Con la memoria aprendemos. Con lo aprendido actuamos. Así vivimos unidos a muchas personas mientras ponemos en práctica mil tareas cotidianas.
Es un don inmenso la memoria. Tan grande, que desde ella recordamos nombres, fechas, lugares, claves, páginas de Internet.
La tecnología moderna consigue producir aparatos mucho más precisos y más rápidos que la frágil memoria humana. Pero incluso esos datos tienen sentido si son aceptados o rechazados desde mentes humanas que los recuerdan o los olvidan.
San Agustín, en sus “Confesiones”, constataba los misterios de esta dimensión humana, que también sufre por los límites (cuando no recordamos algo que nos interesa), y que se alegra por sus éxitos.
La memoria nos permite hablar uno o varios idiomas, comprender lo que nos dicen, manifestar a otros lo que pensamos y queremos. Ya esa simple dimensión comunicativa es motivo de admiración y gratitud.
En la memoria quedan recuerdos del pasado.
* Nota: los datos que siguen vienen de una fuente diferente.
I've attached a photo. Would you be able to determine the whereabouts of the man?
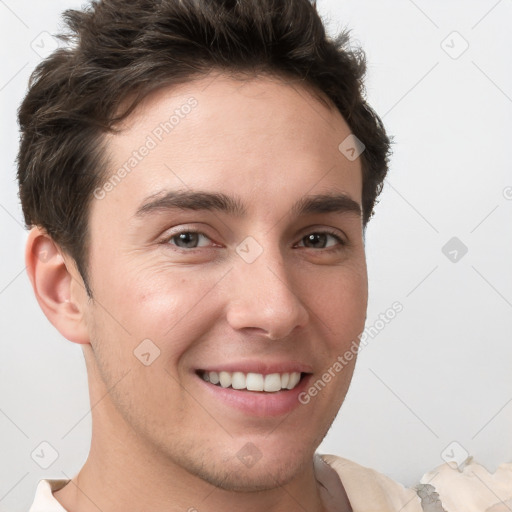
[18,0,450,512]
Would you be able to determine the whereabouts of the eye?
[301,231,346,250]
[165,229,210,249]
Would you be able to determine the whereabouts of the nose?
[227,241,309,340]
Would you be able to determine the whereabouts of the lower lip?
[196,374,311,417]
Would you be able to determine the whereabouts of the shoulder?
[29,479,69,512]
[321,455,423,512]
[321,455,512,512]
[420,457,512,512]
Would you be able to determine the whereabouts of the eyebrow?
[134,190,362,218]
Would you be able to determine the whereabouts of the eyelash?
[161,229,347,253]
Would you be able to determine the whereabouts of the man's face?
[80,75,367,490]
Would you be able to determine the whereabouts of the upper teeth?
[202,372,300,392]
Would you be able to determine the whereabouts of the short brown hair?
[17,0,391,297]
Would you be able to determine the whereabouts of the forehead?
[93,74,362,222]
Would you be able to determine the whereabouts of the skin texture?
[26,74,367,512]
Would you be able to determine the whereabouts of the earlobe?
[25,227,89,344]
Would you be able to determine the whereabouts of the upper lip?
[198,361,313,375]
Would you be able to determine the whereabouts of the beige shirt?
[29,455,512,512]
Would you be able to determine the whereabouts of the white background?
[0,0,512,512]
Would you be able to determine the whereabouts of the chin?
[197,459,303,492]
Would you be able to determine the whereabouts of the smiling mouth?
[196,370,309,393]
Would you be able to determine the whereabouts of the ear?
[25,227,89,344]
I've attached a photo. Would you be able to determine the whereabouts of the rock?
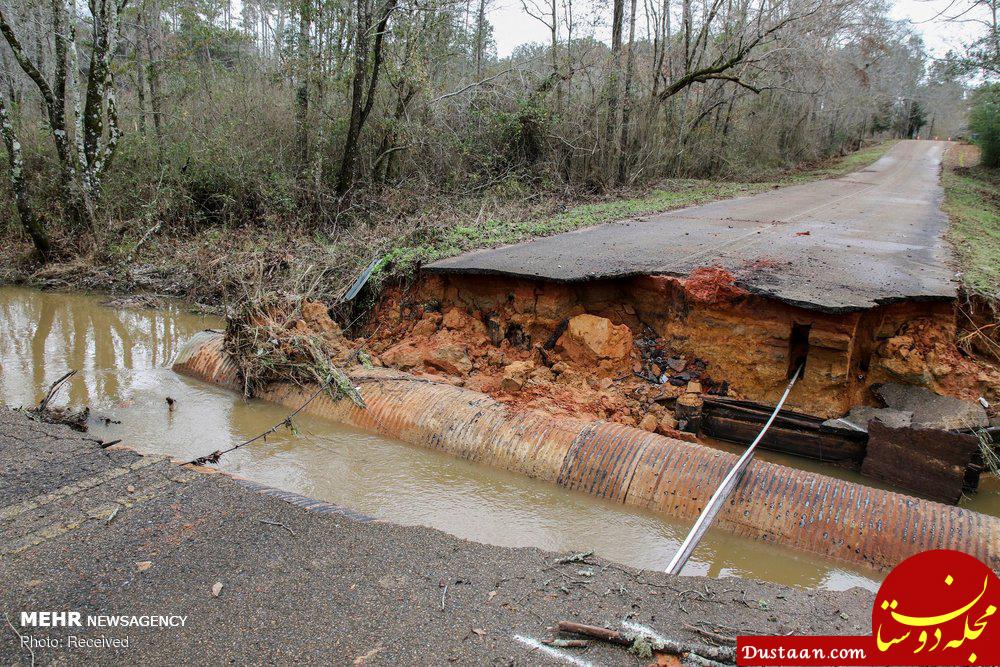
[300,301,343,337]
[500,361,535,393]
[639,413,659,433]
[656,413,677,435]
[441,308,487,336]
[410,317,437,336]
[424,343,472,375]
[875,383,989,431]
[382,341,424,371]
[823,405,913,432]
[556,314,633,364]
[528,366,556,383]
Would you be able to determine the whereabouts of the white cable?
[667,364,802,574]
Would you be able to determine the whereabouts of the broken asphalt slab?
[425,141,957,312]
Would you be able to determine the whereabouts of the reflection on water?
[0,287,1000,589]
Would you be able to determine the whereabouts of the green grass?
[942,153,1000,301]
[379,140,896,277]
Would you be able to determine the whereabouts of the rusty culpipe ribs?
[173,332,1000,570]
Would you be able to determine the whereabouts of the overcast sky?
[490,0,988,56]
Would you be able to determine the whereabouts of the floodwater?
[0,287,1000,590]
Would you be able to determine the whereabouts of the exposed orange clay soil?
[362,267,1000,426]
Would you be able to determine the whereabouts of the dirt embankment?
[350,267,1000,430]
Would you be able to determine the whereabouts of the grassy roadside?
[0,141,895,304]
[941,145,1000,306]
[382,140,896,274]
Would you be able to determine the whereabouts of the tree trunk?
[0,96,52,260]
[604,0,625,178]
[296,0,312,175]
[618,0,636,184]
[337,0,371,197]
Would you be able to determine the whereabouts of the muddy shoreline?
[0,408,872,665]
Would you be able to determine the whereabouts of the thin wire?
[667,364,803,574]
[188,382,330,466]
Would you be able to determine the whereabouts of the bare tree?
[0,0,127,243]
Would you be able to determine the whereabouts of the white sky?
[490,0,978,56]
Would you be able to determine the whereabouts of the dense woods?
[0,0,996,280]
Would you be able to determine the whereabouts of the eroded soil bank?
[0,408,872,665]
[365,267,1000,437]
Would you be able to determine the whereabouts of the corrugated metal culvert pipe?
[174,332,1000,570]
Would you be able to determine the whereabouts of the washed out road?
[427,141,957,312]
[0,406,872,667]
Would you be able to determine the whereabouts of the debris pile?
[225,294,364,406]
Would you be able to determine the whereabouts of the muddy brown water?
[0,287,1000,589]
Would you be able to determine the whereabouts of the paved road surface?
[0,405,872,667]
[427,141,956,312]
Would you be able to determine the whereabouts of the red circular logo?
[872,549,1000,665]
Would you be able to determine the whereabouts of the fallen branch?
[188,384,329,466]
[34,370,76,414]
[557,621,736,667]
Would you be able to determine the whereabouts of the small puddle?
[0,287,1000,602]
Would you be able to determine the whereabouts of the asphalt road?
[426,141,957,312]
[0,406,872,665]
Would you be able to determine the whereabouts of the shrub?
[969,83,1000,169]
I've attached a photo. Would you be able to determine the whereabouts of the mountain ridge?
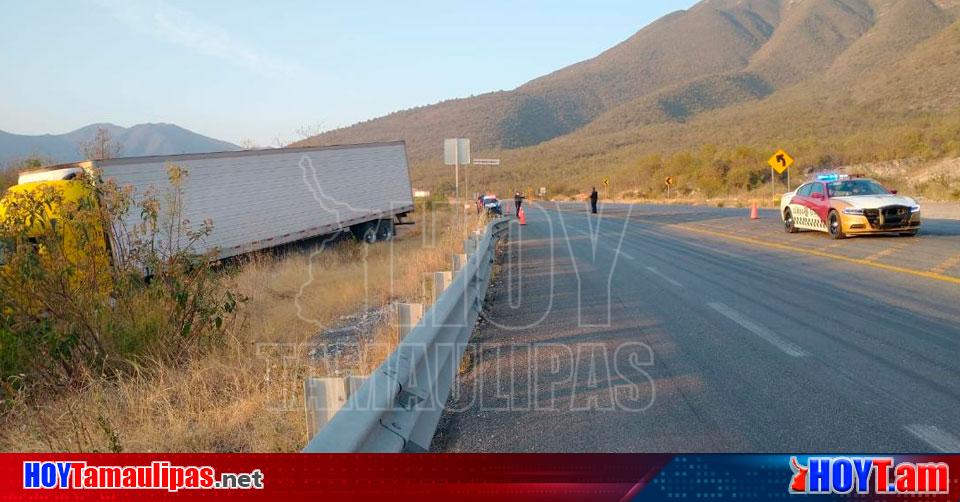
[0,122,240,165]
[298,0,960,194]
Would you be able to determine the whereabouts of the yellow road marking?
[930,254,960,274]
[864,247,900,261]
[674,225,960,284]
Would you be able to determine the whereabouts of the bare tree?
[240,138,260,150]
[80,127,123,160]
[294,122,323,140]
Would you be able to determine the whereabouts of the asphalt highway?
[434,203,960,453]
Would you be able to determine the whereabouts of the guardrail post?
[463,235,479,256]
[433,272,453,302]
[303,376,367,441]
[303,377,347,441]
[396,303,423,342]
[453,254,467,272]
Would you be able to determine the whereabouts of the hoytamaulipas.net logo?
[23,461,263,492]
[790,457,950,495]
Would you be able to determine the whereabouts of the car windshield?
[827,180,890,197]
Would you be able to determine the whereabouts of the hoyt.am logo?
[790,457,950,495]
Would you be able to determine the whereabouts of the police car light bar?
[817,173,850,181]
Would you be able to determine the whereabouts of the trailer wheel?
[360,226,377,244]
[350,221,377,244]
[377,220,395,241]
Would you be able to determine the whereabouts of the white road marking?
[611,247,636,261]
[707,303,810,357]
[903,424,960,453]
[647,267,683,288]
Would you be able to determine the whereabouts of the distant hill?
[300,0,960,198]
[0,123,240,165]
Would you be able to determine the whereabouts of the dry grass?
[0,206,477,452]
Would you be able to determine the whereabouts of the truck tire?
[350,221,378,244]
[377,220,396,241]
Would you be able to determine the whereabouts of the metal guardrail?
[303,218,509,453]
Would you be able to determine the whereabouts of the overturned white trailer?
[24,142,414,259]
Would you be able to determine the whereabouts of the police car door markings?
[903,424,960,453]
[707,303,810,357]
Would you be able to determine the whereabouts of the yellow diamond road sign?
[767,150,793,174]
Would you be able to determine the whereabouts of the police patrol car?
[780,174,920,239]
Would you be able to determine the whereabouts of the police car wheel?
[783,208,799,234]
[827,211,846,240]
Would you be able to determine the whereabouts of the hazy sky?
[0,0,695,144]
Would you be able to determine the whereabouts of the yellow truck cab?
[0,166,109,265]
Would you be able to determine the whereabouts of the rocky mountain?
[0,123,240,165]
[301,0,960,196]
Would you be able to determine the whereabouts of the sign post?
[443,138,470,204]
[767,150,793,200]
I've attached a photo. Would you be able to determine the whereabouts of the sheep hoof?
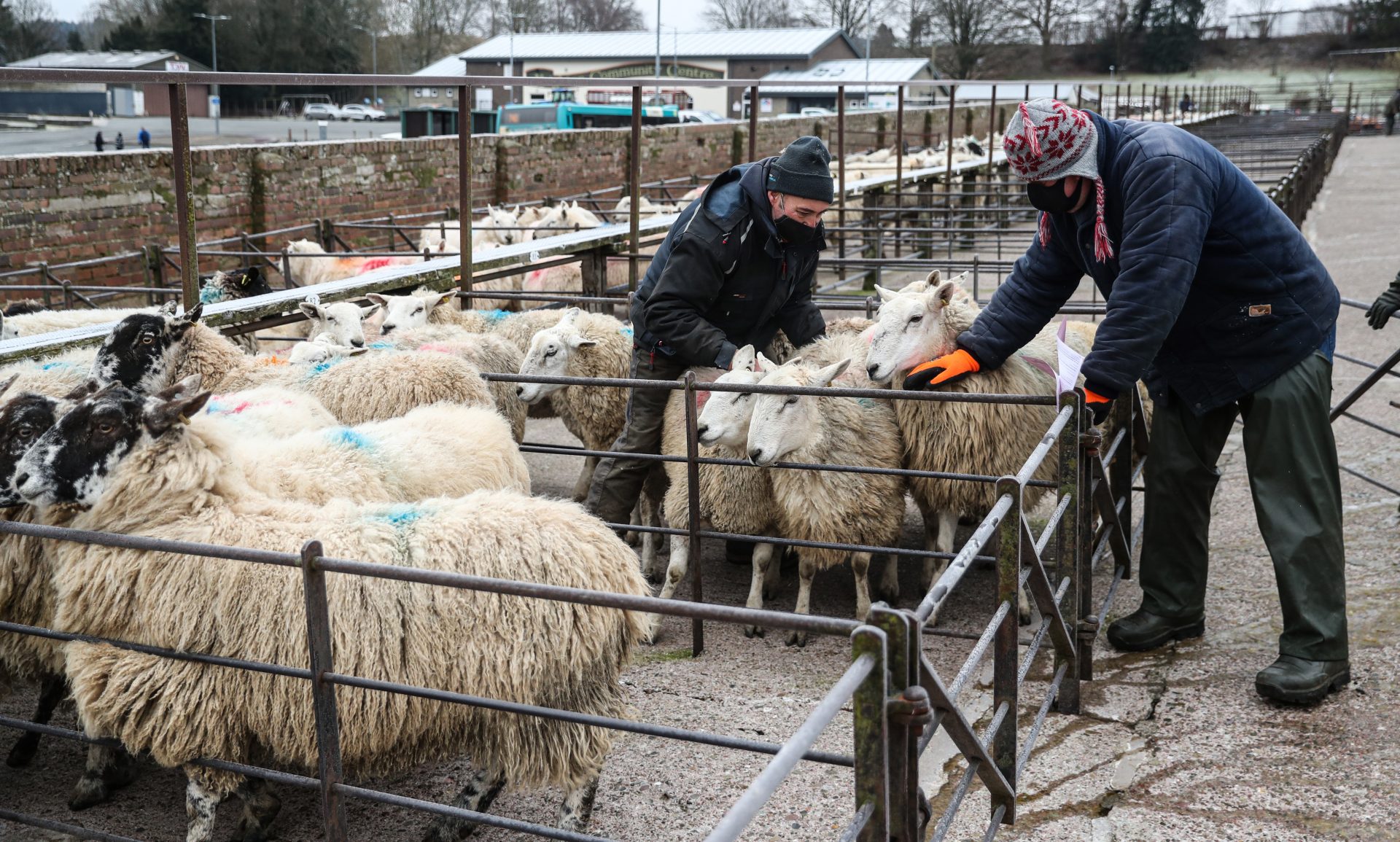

Algunos intensos: podemos evocarlos casi como los vivimos en su momento, o incluso con emociones añadidas con el paso del tiempo.
Otros recuerdos quedan ensombrecidos, como sepultados por hechos más recientes que acaparan nuestra atención y que “ocupan”, según la metáfora de san Agustín, más “espacio” en nuestro interior.
Entre esos recuerdos están los de aquellos seres gracias a los cuales existimos. Padres, abuelos, bisabuelos: atrás y atrás, en las generaciones, la memoria llega hasta fronteras más o menos definidas.
Uno de esos seres, el más importante, el más amoroso, el más creativo, es Dios. Porque también la memoria puede mantener vivo en nuestro corazón el dato que explica y justifica toda nuestra existencia humana: de Dios venimos y hacia Dios vamos.
Sí: la memoria es un gran don. Podemos usarla para correr hacia el bien que tanto necesitamos, para llamar a un amigo necesitado, para agradecer los beneficios recibidos de un familiar, para llegar a tiempo a la cita de esta tarde.
Con la memoria seguimos en camino. Porque también ella nos permite mirar hacia adelante, apoyados en lo que el pasado ha dejado en nuestros corazones, y con la esperanza de que el triunfo definitivo está en manos de un Dios bueno, justo y misericordioso.